We can be covered and justified through the work Jesus finished if we choose to receive what He has done for us. Romans 10:9 says that if you confess with your mouth Jesus is Lord and believe in your heart that God raised Him from the dead, you will be saved.
So would you pray with me now? Heavenly, Father, thank You for sending Jesus to take our place. I pray someone today right now is touched and chooses to turn their life over to You. Will You clearly guide them and help them take their next step in faith to declare You as Lord of their life? We trust You to work and change their lives now for eternity. In Jesus name, we pray, amen. [00:35:45]
If you prayed that prayer, you are declaring Him for me, so me for Him, you get the opportunity to live your life for Him.
At this podcast, we are called Savvy for a reason. We want to give you practical tools to implement the knowledge you have learned.
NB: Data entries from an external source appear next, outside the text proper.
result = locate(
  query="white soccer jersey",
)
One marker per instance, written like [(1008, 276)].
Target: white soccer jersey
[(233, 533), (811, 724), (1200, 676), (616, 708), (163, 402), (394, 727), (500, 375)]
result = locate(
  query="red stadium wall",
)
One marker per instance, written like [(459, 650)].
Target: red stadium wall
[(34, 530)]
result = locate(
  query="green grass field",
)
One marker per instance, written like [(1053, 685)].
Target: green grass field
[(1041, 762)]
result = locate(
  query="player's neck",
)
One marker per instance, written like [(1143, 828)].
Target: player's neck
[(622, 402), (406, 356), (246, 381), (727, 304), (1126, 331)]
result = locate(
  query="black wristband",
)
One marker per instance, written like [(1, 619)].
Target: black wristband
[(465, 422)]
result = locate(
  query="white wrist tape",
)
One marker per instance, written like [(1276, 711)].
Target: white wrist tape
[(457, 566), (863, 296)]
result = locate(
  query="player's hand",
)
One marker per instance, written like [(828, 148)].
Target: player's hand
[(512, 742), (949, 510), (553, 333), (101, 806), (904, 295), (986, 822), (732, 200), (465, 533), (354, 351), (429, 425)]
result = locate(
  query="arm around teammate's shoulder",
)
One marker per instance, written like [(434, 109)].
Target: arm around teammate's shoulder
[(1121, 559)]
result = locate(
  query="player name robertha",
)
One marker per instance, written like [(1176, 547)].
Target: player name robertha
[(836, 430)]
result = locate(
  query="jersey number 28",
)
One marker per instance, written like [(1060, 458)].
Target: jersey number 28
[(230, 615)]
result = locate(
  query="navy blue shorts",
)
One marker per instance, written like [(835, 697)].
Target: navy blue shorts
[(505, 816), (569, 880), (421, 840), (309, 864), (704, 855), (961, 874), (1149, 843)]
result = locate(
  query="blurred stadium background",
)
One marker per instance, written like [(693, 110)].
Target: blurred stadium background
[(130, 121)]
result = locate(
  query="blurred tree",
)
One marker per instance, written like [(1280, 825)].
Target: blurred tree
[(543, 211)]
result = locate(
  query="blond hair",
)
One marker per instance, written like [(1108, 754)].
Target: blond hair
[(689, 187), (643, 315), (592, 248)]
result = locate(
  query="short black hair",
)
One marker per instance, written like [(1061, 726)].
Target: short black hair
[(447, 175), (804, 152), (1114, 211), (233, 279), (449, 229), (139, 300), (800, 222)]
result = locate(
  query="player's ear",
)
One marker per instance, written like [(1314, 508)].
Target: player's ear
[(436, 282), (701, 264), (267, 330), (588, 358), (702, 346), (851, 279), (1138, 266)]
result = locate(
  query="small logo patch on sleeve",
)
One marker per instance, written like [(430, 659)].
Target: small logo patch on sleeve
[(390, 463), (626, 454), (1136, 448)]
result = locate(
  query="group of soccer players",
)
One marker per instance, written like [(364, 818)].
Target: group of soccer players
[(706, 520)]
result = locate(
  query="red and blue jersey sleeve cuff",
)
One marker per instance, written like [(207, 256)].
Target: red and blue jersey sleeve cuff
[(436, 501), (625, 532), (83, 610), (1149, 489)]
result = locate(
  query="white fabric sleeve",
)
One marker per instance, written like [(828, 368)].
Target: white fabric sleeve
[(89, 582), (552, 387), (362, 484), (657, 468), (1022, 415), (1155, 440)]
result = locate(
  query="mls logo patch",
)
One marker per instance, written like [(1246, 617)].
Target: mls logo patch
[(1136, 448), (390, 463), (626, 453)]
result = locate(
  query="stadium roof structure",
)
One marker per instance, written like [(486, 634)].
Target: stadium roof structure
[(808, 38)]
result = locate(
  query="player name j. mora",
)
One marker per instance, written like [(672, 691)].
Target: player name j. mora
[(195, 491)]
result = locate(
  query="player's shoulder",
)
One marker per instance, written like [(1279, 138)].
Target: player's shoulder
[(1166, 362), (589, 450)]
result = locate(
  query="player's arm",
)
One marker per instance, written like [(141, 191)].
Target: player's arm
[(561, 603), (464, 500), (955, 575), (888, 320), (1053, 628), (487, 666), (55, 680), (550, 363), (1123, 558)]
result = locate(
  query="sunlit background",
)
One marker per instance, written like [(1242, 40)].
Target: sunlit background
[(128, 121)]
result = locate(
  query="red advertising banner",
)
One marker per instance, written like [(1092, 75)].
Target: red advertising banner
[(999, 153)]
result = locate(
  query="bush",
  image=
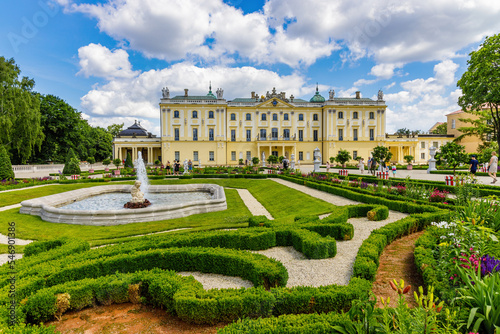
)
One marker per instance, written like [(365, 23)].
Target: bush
[(71, 164)]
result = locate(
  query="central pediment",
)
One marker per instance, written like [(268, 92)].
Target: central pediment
[(274, 103)]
So you're ready to get started?
First, tell someone. Say it out loud. Get a Bible. The first day I made this decision my parents took me to Barnes and Noble to get the Quest NIV Bible and I love it. Start by reading the book of John.
Get connected locally, which basically means just tell someone who is part of the church in your community that you made a decision to follow Christ. I'm assuming they will be thrilled to talk with you about further steps such as going to church and getting connected to other believers to encourage you.
We want to celebrate with you too. So feel free to leave a comment for us if you made a decision for Christ. We also have show notes included where you can read Scripture that describes this process. [00:36:45]
Finally, be encouraged. Luke 15:10 says, "In the same way, I tell you, there is rejoicing in the presence of the angels of God over one sinner who repents." The heavens are praising with you for your decision today.